I know what Mike Torrez is saying today, wherever he is.
"Ha!" is what he's saying.
And Jim Rice? Carl Yastrzemski? Pudge Fisk? Fred Lynn?
"Ha!"
And also: "Take that, Bucky Bleeping Dent!"
After which they'd probably mention that Xander Bogaerts' homer went farther, and Kyle Schwarber's did, and neener-neener-neener, Yankees. In a wild-card game that evoked the 1978 one-game tiebreaker when Dent and the Yankees broke Boston's heart again, it was Bogaerts and Schwarber and the rest of the Red Sox who got some payback for Rice and Yaz and Torrez and the rest of those '78 Sox.
Score it 6-2, Red Sox, and Yankees go home.

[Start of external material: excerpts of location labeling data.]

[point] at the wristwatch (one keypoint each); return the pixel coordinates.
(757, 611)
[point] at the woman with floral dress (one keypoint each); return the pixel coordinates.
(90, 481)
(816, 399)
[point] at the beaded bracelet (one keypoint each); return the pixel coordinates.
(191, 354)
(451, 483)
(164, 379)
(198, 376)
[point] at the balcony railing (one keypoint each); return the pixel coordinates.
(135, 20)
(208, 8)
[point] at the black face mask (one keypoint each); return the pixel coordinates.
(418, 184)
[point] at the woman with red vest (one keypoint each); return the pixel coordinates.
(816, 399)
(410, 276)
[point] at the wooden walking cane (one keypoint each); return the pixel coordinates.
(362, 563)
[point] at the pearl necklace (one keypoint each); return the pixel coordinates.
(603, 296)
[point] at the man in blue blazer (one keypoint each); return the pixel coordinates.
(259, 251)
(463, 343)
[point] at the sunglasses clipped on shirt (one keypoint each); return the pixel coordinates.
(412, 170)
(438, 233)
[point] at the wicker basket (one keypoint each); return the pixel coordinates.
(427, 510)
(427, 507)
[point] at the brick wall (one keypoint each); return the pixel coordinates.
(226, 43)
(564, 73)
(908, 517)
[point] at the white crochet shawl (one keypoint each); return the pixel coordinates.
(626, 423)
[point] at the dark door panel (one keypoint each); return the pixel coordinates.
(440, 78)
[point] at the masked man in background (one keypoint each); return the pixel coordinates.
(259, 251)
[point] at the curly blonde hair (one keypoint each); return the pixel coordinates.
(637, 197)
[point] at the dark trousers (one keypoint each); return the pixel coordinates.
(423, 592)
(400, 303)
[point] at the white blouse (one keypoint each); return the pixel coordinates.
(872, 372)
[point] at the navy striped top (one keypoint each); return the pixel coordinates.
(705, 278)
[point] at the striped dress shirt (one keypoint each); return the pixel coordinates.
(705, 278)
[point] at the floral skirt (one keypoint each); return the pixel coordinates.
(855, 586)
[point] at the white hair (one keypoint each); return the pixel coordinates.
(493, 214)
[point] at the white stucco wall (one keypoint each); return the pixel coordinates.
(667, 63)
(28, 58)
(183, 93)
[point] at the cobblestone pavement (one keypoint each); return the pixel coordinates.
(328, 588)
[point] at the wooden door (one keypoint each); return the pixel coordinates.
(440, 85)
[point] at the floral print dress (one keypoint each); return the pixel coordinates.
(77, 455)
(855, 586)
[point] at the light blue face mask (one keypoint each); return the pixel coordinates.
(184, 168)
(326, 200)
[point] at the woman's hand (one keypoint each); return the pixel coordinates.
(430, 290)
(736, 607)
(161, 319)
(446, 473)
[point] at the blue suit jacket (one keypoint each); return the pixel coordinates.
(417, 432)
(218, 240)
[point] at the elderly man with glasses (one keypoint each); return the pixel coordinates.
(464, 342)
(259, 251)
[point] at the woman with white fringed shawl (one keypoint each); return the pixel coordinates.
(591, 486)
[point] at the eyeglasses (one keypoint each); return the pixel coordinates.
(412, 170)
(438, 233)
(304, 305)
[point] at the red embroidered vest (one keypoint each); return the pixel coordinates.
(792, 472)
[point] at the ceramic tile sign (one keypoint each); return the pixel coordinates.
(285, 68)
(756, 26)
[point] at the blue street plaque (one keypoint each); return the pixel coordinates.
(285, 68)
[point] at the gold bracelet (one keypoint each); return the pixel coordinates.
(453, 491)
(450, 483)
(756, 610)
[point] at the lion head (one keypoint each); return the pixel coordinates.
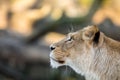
(75, 47)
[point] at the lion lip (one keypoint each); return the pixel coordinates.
(59, 61)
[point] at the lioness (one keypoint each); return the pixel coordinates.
(88, 52)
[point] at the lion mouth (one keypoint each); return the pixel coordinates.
(59, 61)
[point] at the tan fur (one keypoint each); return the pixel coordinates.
(96, 61)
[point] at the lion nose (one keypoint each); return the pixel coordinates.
(52, 48)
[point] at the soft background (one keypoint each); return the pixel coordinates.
(28, 27)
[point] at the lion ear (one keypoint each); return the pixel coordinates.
(91, 33)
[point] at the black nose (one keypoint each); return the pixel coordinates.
(52, 47)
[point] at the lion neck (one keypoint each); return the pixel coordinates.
(95, 62)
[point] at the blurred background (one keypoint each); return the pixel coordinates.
(28, 27)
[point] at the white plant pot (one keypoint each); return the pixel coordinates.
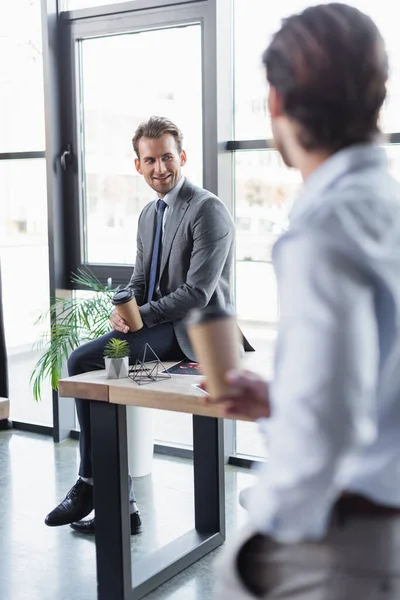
(117, 368)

As in '78, the teams finished with identical records, but the Yankees looked like the better nine for the last month of the season. They'd swept Boston in late September to move ahead in the AL East standings, and if there's such a thing as momentum in baseball -- there isn't, but let's pretend for a moment there is -- it looked clearly to be living in New York's dugout.
Well, neener-neener-neener to that, too. And time to put '78 in the ground for good.

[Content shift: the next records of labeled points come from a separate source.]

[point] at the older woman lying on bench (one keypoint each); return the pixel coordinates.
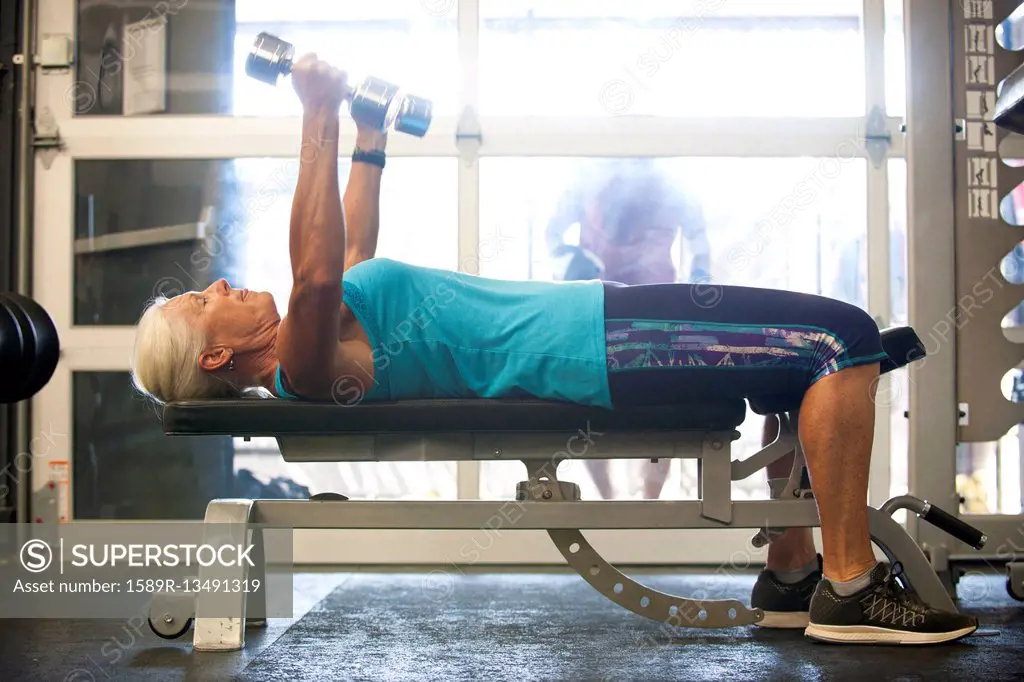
(360, 328)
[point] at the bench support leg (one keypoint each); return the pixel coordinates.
(217, 631)
(899, 546)
(642, 600)
(679, 611)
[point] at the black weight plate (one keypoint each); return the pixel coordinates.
(13, 369)
(41, 344)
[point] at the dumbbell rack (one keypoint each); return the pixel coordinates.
(987, 97)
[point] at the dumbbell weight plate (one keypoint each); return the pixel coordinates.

Because, see, it's Boston, not New York, which now is on the high side of any playoff jinxes between the two, and it's been that way for awhile. The last time the Red Sox lost to the Yankees in the postseason was 18 years ago, when Aaron Bleeping Boone hit that walkoff in Game 7 of the 2003 ALCS.
Since then, the Yankees can't win for losing against the Sox. It's Yankee Go Home every time.

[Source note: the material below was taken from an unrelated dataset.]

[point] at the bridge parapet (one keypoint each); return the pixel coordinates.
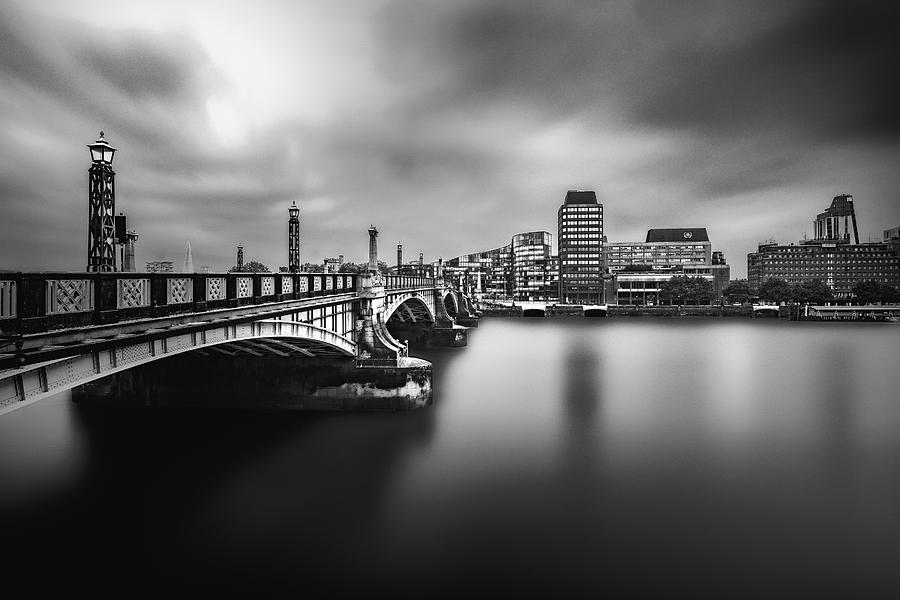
(394, 282)
(38, 302)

In 2004, of course, they gagged away a 3-0 ALCS lead and lost in seven games, after which Boston went on to win the World Series and break the fabled 154-year-old curse or whatever it was. In 2018, the Red Sox beat them again enroute to another World Series title, their fourth since 2004.
In that same span, the Yankees have won the World Series once, in 2009. It's the only Series in 18 years in which they've even played -- since, yes, Aaron Bleeping Boone, who's now their manager.
Conclusion: The Red Sox are now the Yankees, with all that implies. And the Yankees are the try-harder nine.
"Ha!"
The whole city of Boston said it that time.